作業着、よし。ランプ、よし。エポーレットランプ、よし。工具、よし。各種ピック類、良し……。
「……良し」
最後に右手に収められているデムピックの尻を確認して、私は掌部分の金属蓋をパチンと閉じた。
準備は完了。これでいつでも入っていけるだろう。
「おーい、ロッカー」
「……ん? って、おいおい」
肩に提げたツルハシの突端を確認していると、遠くから私を呼ぶ声が聞こえてきた。
幼く、走りながら息の上がった声。こんな風に私の名を呼ぶのは、このデムハムドでは一人しかいない。
「タタミ、どうしたの」
「はあ、はあ……いや、もしかしたらロッカが、今日入坑するんじゃないかと思って、それで……はあ……」
やってきたのは、タタミだった。
ちみっこい背丈。ボサボサの長い黒髪。茶色の瞳。
私の周りをうろちょろと走り回って少々煩わしいところもあるが、彼女はこのデムハムドを管理するクロエ家の一人娘だ。
「だからってお前なぁ……勝手に屋敷を抜け出したらクロエさん達が心配するだろ?」
「いい。じいやが腰痛めてたから簡単だった」
「……大変だな、あの人も」
きっと抜け出す時にも、色々と奮闘劇があったのだろう。世話係も鉱夫並みに大変そうだ。
しかし、こうしてタタミは抜け出したつもりではいるものの、きっとどこか遠くでは、しっかり誰かが彼女を見守っているのだろう。
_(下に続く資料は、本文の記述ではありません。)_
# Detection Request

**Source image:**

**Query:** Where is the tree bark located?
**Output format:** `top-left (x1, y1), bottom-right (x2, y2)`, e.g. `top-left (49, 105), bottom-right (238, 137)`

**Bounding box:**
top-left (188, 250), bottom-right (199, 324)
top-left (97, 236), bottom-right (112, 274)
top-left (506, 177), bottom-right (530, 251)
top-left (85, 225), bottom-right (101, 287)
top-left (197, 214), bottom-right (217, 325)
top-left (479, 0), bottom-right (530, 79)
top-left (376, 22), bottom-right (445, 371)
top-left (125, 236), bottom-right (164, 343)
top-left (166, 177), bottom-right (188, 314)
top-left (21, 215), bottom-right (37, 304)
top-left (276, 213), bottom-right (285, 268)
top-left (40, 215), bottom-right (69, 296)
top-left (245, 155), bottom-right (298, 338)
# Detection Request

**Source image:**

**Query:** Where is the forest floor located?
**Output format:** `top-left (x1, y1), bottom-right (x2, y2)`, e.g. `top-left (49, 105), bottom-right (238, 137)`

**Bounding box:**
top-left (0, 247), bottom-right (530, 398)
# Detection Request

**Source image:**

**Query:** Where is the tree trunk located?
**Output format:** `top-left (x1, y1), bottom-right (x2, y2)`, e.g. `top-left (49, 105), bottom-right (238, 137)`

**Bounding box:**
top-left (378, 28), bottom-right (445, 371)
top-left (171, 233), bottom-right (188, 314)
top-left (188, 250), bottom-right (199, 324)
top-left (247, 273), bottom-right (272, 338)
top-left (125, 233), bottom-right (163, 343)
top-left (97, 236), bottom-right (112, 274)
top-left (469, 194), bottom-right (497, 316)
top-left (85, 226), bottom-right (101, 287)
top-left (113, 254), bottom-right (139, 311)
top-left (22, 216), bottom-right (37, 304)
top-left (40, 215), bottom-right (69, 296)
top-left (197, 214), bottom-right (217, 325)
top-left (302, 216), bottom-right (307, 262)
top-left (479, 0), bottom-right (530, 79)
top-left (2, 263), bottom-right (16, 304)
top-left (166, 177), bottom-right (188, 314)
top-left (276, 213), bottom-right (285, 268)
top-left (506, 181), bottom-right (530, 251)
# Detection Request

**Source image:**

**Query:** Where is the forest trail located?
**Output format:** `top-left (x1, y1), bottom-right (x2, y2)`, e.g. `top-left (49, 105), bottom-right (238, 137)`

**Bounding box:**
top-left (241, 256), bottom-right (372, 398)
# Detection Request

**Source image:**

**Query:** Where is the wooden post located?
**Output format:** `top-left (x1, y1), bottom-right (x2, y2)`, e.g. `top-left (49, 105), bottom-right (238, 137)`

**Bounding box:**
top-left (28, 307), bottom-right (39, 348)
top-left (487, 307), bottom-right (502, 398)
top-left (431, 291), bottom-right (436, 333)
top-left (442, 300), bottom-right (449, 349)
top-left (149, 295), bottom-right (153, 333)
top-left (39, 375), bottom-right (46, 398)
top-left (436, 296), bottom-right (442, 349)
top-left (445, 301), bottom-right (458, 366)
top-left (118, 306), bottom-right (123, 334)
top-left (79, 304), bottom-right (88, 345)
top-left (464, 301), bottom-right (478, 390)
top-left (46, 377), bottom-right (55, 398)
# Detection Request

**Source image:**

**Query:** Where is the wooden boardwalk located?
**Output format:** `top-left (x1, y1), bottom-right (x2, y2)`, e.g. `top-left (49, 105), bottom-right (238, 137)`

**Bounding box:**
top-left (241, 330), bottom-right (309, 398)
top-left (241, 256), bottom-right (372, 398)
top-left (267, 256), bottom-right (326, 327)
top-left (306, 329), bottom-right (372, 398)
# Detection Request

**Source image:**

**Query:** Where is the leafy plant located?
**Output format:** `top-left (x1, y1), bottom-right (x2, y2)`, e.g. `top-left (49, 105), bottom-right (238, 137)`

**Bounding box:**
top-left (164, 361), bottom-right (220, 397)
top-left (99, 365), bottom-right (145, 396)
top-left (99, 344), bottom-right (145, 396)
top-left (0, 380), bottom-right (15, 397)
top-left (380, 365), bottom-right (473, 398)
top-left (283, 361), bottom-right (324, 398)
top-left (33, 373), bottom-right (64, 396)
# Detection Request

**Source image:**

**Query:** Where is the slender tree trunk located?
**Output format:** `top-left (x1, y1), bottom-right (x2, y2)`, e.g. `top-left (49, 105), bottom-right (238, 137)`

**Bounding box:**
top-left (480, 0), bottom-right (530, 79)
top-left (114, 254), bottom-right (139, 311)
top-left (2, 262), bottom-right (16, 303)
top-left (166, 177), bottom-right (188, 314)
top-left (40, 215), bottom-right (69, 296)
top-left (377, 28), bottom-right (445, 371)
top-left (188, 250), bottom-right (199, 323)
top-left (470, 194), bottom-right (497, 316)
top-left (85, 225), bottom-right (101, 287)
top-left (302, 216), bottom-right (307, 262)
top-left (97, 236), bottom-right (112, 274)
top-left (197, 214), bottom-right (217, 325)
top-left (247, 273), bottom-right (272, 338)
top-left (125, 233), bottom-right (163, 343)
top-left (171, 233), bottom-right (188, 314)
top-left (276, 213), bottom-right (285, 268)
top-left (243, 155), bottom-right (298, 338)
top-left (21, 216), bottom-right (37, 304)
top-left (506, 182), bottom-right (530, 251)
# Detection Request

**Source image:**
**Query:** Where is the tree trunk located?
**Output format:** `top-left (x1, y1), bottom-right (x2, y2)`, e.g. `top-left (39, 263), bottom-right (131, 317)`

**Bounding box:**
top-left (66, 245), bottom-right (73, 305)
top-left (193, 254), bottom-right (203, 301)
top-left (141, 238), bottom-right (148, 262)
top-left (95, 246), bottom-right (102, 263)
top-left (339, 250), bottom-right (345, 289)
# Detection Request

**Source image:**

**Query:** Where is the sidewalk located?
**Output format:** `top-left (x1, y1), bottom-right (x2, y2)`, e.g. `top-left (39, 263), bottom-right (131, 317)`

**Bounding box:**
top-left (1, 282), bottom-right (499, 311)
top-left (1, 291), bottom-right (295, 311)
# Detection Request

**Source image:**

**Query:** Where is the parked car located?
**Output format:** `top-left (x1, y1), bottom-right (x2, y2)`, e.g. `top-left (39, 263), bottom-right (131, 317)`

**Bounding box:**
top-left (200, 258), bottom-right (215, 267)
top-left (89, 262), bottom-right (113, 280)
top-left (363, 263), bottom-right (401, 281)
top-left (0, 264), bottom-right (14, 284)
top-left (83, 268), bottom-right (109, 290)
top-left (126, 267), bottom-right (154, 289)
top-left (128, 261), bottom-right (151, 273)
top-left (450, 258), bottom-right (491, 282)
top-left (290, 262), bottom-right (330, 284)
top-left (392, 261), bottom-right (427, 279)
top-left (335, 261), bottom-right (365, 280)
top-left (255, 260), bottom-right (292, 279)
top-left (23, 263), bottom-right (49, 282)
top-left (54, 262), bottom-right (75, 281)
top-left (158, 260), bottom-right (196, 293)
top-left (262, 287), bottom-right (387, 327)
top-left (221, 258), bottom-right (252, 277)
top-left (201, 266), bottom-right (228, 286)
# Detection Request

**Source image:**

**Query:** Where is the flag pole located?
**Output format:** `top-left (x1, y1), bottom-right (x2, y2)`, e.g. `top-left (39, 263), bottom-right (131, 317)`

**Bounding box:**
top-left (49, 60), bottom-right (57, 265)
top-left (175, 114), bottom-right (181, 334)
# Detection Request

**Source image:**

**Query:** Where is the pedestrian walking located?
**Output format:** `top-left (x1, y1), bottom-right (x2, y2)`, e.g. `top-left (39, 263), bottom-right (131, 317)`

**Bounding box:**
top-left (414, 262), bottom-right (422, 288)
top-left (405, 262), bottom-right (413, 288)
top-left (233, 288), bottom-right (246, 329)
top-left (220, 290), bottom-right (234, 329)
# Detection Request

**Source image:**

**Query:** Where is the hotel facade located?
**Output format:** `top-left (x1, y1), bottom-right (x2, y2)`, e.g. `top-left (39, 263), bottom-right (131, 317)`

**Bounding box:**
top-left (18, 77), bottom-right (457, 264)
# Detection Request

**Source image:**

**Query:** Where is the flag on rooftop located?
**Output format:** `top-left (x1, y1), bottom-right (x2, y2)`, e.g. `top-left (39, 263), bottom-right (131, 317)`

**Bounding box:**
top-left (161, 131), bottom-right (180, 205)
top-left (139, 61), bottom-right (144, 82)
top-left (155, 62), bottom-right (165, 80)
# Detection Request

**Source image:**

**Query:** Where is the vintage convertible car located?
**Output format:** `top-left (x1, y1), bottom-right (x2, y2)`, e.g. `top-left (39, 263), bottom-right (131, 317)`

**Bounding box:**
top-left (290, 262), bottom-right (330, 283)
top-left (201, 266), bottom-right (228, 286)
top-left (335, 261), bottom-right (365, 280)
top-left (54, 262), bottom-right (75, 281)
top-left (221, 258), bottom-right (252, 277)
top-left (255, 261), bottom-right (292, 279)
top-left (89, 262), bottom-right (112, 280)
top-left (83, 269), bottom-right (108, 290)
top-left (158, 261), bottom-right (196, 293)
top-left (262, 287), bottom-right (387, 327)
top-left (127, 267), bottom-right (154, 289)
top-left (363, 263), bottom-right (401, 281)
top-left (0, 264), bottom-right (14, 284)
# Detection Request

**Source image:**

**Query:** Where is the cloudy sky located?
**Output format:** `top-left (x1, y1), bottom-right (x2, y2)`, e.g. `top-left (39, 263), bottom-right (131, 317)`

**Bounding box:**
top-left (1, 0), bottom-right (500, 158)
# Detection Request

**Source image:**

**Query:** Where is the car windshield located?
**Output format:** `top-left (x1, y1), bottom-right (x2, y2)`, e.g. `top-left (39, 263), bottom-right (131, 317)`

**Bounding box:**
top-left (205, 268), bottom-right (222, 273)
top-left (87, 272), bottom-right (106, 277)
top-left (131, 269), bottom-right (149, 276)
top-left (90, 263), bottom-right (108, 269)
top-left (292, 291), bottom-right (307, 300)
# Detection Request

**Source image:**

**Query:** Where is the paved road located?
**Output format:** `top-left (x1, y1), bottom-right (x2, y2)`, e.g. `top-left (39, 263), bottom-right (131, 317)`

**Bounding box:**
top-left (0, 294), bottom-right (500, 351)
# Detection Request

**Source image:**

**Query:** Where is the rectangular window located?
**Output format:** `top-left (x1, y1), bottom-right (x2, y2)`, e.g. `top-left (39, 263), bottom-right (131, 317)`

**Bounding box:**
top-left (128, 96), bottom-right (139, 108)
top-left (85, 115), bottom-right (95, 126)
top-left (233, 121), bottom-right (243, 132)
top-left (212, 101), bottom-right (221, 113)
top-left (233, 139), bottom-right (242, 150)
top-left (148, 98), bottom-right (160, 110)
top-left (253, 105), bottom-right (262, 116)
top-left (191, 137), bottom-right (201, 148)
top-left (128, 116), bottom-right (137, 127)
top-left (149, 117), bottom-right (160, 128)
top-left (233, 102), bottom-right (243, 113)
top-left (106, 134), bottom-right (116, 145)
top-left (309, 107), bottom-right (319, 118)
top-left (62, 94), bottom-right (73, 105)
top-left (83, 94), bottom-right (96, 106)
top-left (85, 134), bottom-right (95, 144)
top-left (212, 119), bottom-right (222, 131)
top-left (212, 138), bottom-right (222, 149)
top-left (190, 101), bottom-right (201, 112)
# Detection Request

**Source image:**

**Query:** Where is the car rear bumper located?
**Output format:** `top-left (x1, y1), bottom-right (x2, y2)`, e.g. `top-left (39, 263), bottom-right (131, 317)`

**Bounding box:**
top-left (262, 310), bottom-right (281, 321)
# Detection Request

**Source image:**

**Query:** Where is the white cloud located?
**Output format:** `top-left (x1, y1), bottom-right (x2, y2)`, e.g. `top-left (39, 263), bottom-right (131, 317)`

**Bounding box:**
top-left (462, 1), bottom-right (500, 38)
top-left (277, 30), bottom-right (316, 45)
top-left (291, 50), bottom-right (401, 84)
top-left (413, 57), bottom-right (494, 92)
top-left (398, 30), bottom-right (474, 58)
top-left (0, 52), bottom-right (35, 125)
莫大な地下資源を管理するクロエが、その点で手を抜くことはあり得ない。
「……で、タタミは何しに来たんだ? 悪いけど、私は今日切羽に出るから、ボタ石集めは……」
「私も切羽について行く!」
「……は?」
切羽とは、坑道の最深部のことだ。
実際に穴を掘り、掘削し石を集めてゆく、空洞の最奥部である。
当然ながら未開拓地なので、そこの作業における危険度は非常に高い。
落盤、バンガヤリ、ガスケ、鉄砲水。常に危険と隣合わせの場所である。
「お前、あんまりヤマ舐めてるとな……」
「許可はもらってる」
「……クランブル専用切羽入坑許可証……おいおい」
断ろうとした私に対し、タタミが得意気に突き出したのは、クロエ専用の自由入坑許可証。これをみせれば坑道内のあらゆる場所を移動できるという、経営者ならではの最高権力だ。
「これ……いや、だからってなぁ……」
「ふふん。ロッカ、私の入坑は鉄国の王家ロッドヘイムにより認められている。大人しくつれてけ」
「……」
ちょっと見ない間に、また一段と生意気になってきたな、タタミめ。
「……じゃあ、行くけどな。絶対に危ない作業はさせないし、一人では出歩かせないからな」
「うん。誰か一人以上付き添いでって書いてあるもん。ついてく」
「全く……ヘルメットはちゃんと被ってから入るんだぞ」
少々邪魔臭い荷物を抱えることにはなってしまったが、久々のヤマ仕事である。
私は安全面に最大限配慮することを改めて心に刻み、坑道へと入っていった。